A strange-looking object drifted nearby, crusted with a white coating, with a long neck and a cluster of white tufts at one end. It took a moment, but Aleja finally recognized the structure as a branch from a tree and reached out to grab it. At her sudden touch, many of the flash-frozen leaves broke off in a white haze. She held the twig for a few seconds, then sighed and released it, watching it drift away.

Looking closer at the debris field, she could see three other pods about the same size as her own. That wasn’t a surprise; when the ring wave flung them all into space, there were nearly three hundred in close proximity to her own. When the various completed pods were moved to the ring, the smaller ones naturally grouped together to prevent land-pirates from stealing their lifeboats. Nearly everyone there was armed with some sort of gun, and as the meteor got closer to Earth, there were more desperate pirates attacking the pod-owners. The large majority of the pirates went after the big family and corporate units, objects that would last more than a few weeks, which, in a way, protected the smaller, less survivable pods. The really large structures, over one hundred meters wide, had their own armies to protect them. And, of course, they were sequestered behind the steel walls of their structures. It was difficult to breach such walls. Wall thickness and launch weight weren’t a limitation; the launch was free, powered by the meteor. It didn’t matter how much you weighed as long as your structure was sturdy enough to survive the gee-forces during launch. You just had to be able to get your ship or your habitat to the ring perimeter after it was built, or build it in place.

Aleja attached her tether line to an external recessed lug. She drifted around the outside of her pod, looking for any damage. There were no projections; being thrown into space with tons of rock would have stripped anything off the surface, but there were several threaded and recessed connection points. Except for gouges and dents, the ball appeared to be intact.

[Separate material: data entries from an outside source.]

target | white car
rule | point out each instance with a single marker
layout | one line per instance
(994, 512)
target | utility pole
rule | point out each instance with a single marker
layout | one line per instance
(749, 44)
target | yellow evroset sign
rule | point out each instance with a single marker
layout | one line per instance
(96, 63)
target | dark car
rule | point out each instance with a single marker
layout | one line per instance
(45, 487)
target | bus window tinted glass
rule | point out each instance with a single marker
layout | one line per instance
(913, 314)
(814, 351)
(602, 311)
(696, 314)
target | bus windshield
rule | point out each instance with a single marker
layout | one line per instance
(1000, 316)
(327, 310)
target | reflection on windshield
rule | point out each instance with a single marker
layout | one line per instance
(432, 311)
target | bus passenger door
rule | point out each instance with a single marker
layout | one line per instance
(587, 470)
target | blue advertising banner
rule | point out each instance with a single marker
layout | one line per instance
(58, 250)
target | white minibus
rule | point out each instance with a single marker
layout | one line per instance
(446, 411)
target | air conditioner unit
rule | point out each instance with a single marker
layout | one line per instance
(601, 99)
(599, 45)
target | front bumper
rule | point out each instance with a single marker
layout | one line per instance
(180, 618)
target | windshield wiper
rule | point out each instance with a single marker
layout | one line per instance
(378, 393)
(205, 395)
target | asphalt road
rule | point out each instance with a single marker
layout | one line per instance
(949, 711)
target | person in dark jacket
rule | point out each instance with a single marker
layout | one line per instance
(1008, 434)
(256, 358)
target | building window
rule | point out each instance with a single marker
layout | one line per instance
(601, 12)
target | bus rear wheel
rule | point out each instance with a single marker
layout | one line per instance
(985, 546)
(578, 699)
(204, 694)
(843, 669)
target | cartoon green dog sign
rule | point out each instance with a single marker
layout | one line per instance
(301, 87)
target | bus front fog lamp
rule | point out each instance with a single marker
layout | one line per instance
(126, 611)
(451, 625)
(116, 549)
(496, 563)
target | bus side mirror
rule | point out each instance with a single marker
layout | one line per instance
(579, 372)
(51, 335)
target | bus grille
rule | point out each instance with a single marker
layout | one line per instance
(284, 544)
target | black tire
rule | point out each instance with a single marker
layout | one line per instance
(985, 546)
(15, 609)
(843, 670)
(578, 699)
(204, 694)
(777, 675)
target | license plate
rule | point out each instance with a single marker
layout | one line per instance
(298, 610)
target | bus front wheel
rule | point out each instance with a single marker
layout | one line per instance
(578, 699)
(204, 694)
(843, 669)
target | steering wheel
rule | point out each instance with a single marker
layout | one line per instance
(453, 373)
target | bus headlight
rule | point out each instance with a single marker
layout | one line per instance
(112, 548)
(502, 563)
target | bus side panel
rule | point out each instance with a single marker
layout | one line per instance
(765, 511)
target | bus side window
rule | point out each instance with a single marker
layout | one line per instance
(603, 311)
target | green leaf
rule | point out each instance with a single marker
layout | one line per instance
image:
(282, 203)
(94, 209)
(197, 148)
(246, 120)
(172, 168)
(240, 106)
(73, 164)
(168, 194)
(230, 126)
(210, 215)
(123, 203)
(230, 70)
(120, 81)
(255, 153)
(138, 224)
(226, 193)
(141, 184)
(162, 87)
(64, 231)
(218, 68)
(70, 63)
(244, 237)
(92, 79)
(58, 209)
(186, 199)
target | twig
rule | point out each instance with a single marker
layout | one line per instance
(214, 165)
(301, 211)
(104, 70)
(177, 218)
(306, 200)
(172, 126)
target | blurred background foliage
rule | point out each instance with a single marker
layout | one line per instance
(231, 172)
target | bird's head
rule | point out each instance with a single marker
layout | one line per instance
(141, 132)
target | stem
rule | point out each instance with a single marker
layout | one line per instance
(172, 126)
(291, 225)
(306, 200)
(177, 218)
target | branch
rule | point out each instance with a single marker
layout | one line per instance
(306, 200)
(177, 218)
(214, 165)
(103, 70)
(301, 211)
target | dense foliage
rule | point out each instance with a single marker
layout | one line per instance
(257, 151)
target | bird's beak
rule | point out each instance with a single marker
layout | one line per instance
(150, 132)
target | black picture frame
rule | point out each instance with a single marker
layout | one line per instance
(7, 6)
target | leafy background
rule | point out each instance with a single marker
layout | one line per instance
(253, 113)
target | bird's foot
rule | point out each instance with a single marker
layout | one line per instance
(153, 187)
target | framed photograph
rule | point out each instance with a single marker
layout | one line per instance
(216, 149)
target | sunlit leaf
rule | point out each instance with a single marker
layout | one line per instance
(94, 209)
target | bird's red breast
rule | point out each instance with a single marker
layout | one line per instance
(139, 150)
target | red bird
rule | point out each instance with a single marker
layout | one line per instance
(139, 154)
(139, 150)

The open door to her pod looked like a glowing eye staring out into the darkness. Despite the circumstances that put her here and the unimaginable amount of death, there was an eerie beauty to the destruction. The shadows cast by the boulders through the debris field looked like black columns of obsidian, while balls of ice sparkled like diamonds. So much beauty and so much death.

From the corner of her face shield, she caught movement and turned that way, expecting to see another rock come tumbling through. Instead, she saw a figure much like her self near another pod. Their pod was slightly larger, shaped like a cube with the corners trimmed into triangular shapes. It was at least five hundred meters away, one of the three she’d seen when she first exited her own. They would have to be preparing their own pod for survival just as she was.

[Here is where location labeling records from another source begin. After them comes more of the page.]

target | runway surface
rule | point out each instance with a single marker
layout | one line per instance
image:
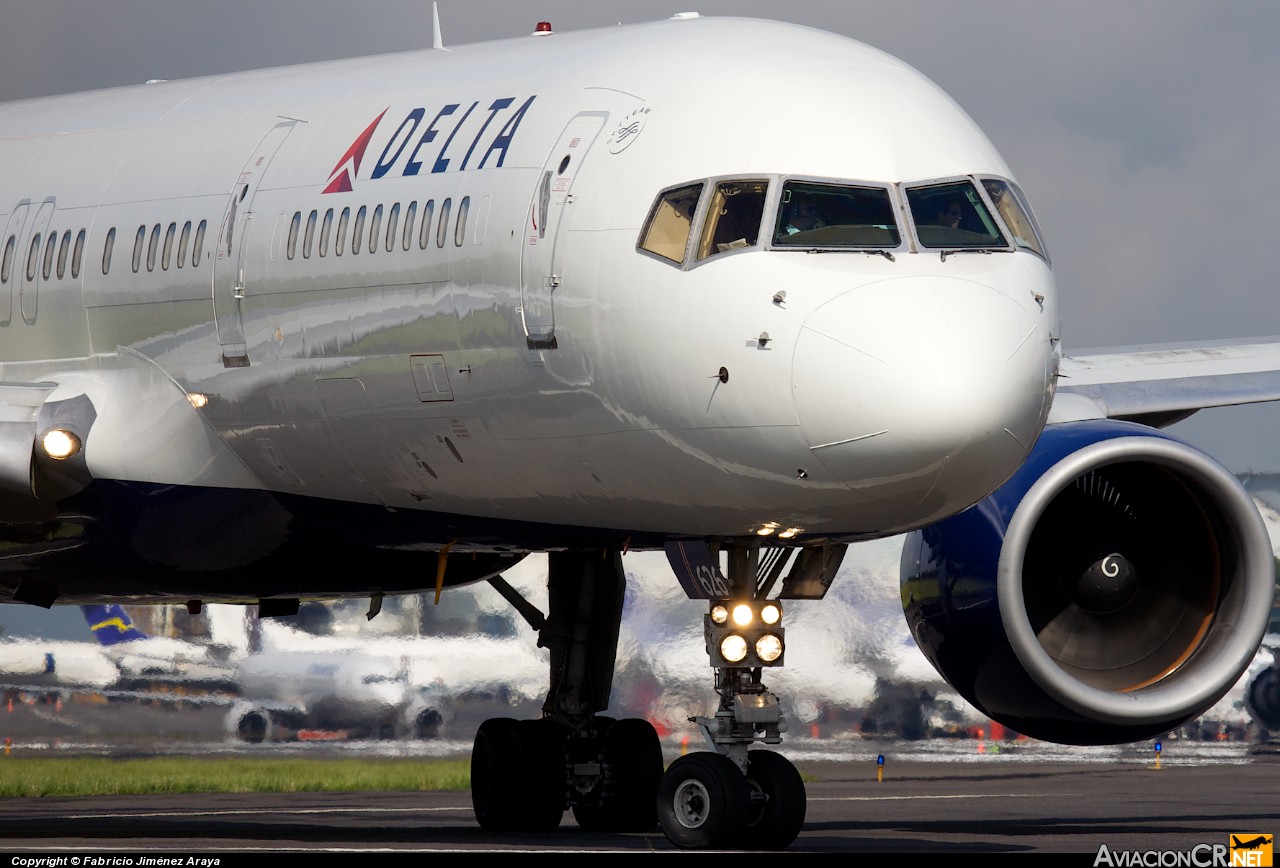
(933, 798)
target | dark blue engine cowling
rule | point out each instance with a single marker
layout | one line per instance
(1114, 589)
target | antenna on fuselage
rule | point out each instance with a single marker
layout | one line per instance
(437, 41)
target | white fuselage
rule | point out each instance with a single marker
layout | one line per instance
(888, 392)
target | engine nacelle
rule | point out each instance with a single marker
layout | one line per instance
(1262, 699)
(1114, 589)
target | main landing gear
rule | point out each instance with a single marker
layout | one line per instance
(609, 772)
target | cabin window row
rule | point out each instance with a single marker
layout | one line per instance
(343, 232)
(48, 255)
(150, 251)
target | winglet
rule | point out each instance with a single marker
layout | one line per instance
(437, 40)
(110, 625)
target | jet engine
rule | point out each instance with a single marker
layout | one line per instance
(1112, 589)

The person in the suit gave a friendly wave, then drifted closer. The exhaust from the suit jets was invisible, so it was difficult to tell immediately if the person was actually coming toward her. And what purpose would they have? Borrow a wrench? A cup of sugar?

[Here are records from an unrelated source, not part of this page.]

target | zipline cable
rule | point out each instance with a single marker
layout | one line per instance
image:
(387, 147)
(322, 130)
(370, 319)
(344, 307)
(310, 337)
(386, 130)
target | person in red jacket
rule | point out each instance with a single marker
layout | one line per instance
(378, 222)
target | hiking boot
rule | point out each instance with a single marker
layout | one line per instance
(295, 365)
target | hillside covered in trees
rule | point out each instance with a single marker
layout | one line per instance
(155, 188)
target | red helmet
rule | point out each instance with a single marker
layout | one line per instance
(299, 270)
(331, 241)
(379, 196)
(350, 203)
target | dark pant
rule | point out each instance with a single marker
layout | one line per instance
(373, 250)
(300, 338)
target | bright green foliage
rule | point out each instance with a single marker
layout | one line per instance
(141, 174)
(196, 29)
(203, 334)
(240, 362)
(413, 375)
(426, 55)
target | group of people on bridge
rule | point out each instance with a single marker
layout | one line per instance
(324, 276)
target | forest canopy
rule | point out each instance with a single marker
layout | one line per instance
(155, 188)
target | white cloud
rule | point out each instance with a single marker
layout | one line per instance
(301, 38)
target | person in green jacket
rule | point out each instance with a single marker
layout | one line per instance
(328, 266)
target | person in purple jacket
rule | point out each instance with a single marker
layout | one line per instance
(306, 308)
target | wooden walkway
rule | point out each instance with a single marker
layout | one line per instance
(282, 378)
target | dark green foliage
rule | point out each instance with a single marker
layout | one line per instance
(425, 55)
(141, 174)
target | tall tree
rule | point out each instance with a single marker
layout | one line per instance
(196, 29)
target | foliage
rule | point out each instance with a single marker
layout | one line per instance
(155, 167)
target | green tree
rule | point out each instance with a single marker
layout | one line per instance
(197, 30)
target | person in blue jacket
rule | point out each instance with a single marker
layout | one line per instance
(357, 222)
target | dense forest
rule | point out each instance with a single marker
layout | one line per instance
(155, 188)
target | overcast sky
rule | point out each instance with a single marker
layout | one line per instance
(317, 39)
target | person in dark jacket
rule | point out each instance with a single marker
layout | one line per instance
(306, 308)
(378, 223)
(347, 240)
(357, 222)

She glanced at their pod. Blue light poured out of the open door, illuminating the dust surrounding everything, and another thin blue line shone through at a seam. Their pod was cracked. So they needed a welder, perhaps. Or a new, uncracked egg before their air ran out, one they could take without too much trouble.

One hand was hidden behind the person—or pirate, she was thinking—as they neared and Aleja fumbled her own gun from its Velcroed pouch on her tool belt. As the pirate got closer, a gun appeared from behind the suit, and the pirate struggled to point and shoot at Aleja. The trigger guard on the pirate’s gun had been removed so that they could still shoot using the fat fingers of the space suit.

In the moments before Aleja shot the pirate and ended his or her life, she thought about her father.

“You will need a gun,” he had explained to her. “First, to protect yourself and your pod before the asteroid strikes. And again, when you are in space and someone decides that their life is more important than yours.”

He’d acquired a U.S. surplus M1911 .45 pistol for her, and she’d learned how to strip it down; mandatory because everything in the gun had to be lubricated with molybdenum disulfide to keep the moving parts from cold-welding together in the vacuum. Even the ammunition needed a good coat to keep the casings from cold-welding to the inside of the chamber.

He took her shooting once a week while they prepared. “Your aim is improving. That’s good,” he’d told her.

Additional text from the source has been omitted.